Here we’ve gathered some ideas and examples of real-life storage solutions in various artist’s studios.
Slideshow: Large canvas storage solution in studio of Mario Martinez
Rolling a canvas around a rigid tube lined with plastic can protect and stabilize a canvas without a space-consuming stretcher. Foam blocks further protect by cushioning the canvas where the weight is resting.
Photo: Shelf for works in progress in the studio of Gladys Triana
Dedicating a shelf and boxes for works-in-progress is another strategy for maintaining an organized work space.
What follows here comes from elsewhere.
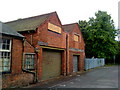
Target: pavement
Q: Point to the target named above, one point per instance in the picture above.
(102, 77)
Slideshow: Storing framed work without crates in the studio of Otto Neals
Shelving small and medium sized framed work between pieces of cardboard can be a practical solution to handling large quantities of framed works.
Slideshow: Storing works on paper without flat files in the studio of Kazuko Miyamoto
Tubes can be an alternative to a flatfile for storing oversized works on paper such as sketches, posters and prints. Using archival boxes with labels organizes and protects flat and 2-dimensional works in progress.
Slideshow: Inventory labels and photographing work in the studio of Jaime Davidovich
Identify a section in your space for photo documentation. Attach an inventory label to storage cases such as archival boxes, flatfiles and portfolios.
Slideshow: Documenting work before storage in the studio of Arlan Huang
Documenting large-scale work with an iPhone before wrapping and storing can be a great tool to include in your condition reports.